Nostalgiacs seldom yearn for the 1970s. And why would they? The hopeful '60s ended when flower power morphed into Helter Skelter, the Cuyahoga River caught fire, and it became clear that we were going to lose our first war. By mid-decade our paranoid and unstable president was driven from Washington, replaced two years later by a feckless leader who thought that dressing like Mr. Rogers and telling us to drive slower could right the ship. Crime was rampant (in 1975 the murder rate was twice what it is today), and discussions about our cities descending into Escape from New York-like chaos were realistic rather than hyperbolic.

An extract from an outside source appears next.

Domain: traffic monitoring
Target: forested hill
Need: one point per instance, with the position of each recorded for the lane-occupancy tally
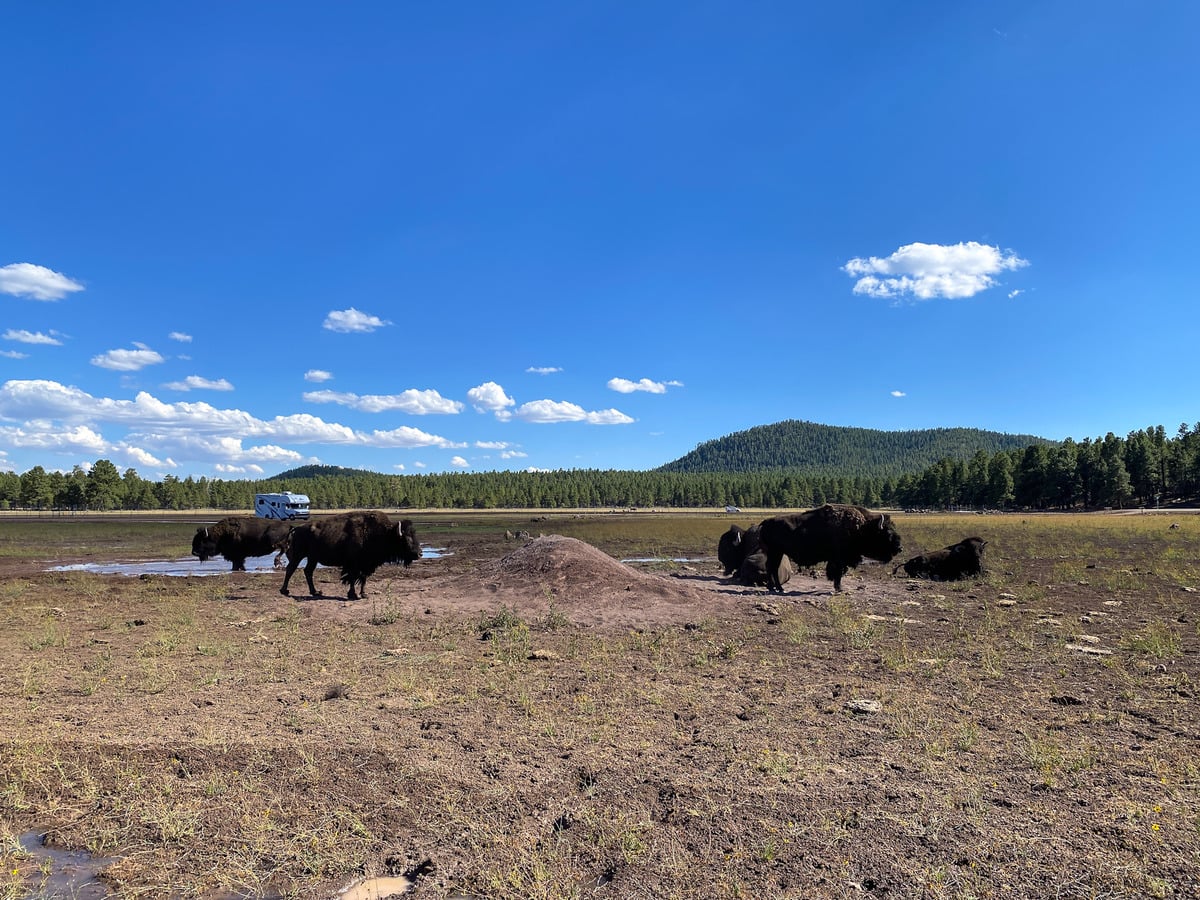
(826, 450)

What kind of music came out of this milieu? Hipsters and rock historians will cite the beginnings of heavy metal and punk rock—manifestations of artists raging against the dysfunctional machine. But something altogether different came out of this era as well: soft rock. "Soft rock" is an oxymoron, as most of the music so called is more soft than rock. Soft rock is much maligned, viewed by the intelligentsia as fluff cynically foisted on the listening public while America burned. Soft rock was sweet and polished and earnest when America was everything but these things. I have a much more positive view of soft rock; as an unpretentious reaction to a nihilistic politics, a brutal and confounding war, and shocking levels of civil violence, music about falling in love, taking care of your own, and figuring out how to take it easy makes a lot of sense.

Marcus Joseph's Things I Meant to Say fits nicely in the soft-rock canon. An earnest Joseph stares out at us from the album's front cover, and on the flip side the songs are listed, among them "Before the Night Is Over," "I Don't Want to Get Over You," and "Things I Meant to Say." The songs' titles telegraph what listeners are in for—soft rock in the vein of Ambrosia, Bread, and England Dan and John Ford Coley. The mostly acoustic songs are uniformly sweet and mellow numbers about love and romance. In some, including the wonderful "Nice Guys Finish Last," Marcus laments his inability to win the woman of his dreams. In others, including the "I'd Really Love to See You Tonight" clone "Before the Night Is Over," and "I've Got You Where I Want You," Marcus happily informs another (presumably different) woman of his dreams that they may have a future together but even if they don't they should spend at least one glorious night together. There really isn't a clunker in the bunch. The songs are uniformly catchy, professionally rendered, and just plain pleasant.

As far as I can tell, Marcus Joseph vanished from the face of the globe after this record was released. His voice is slightly raspier than that of sweeter soft-rock crooners such as Christopher Cross and Stephen Bishop, and perhaps this explains his lack of success even in the soft rock-friendly 1970s. Perhaps, however, there is a soft-rock completist somewhere (Japan perhaps?) who recognizes the gentle virtuosity of Marcus Joseph.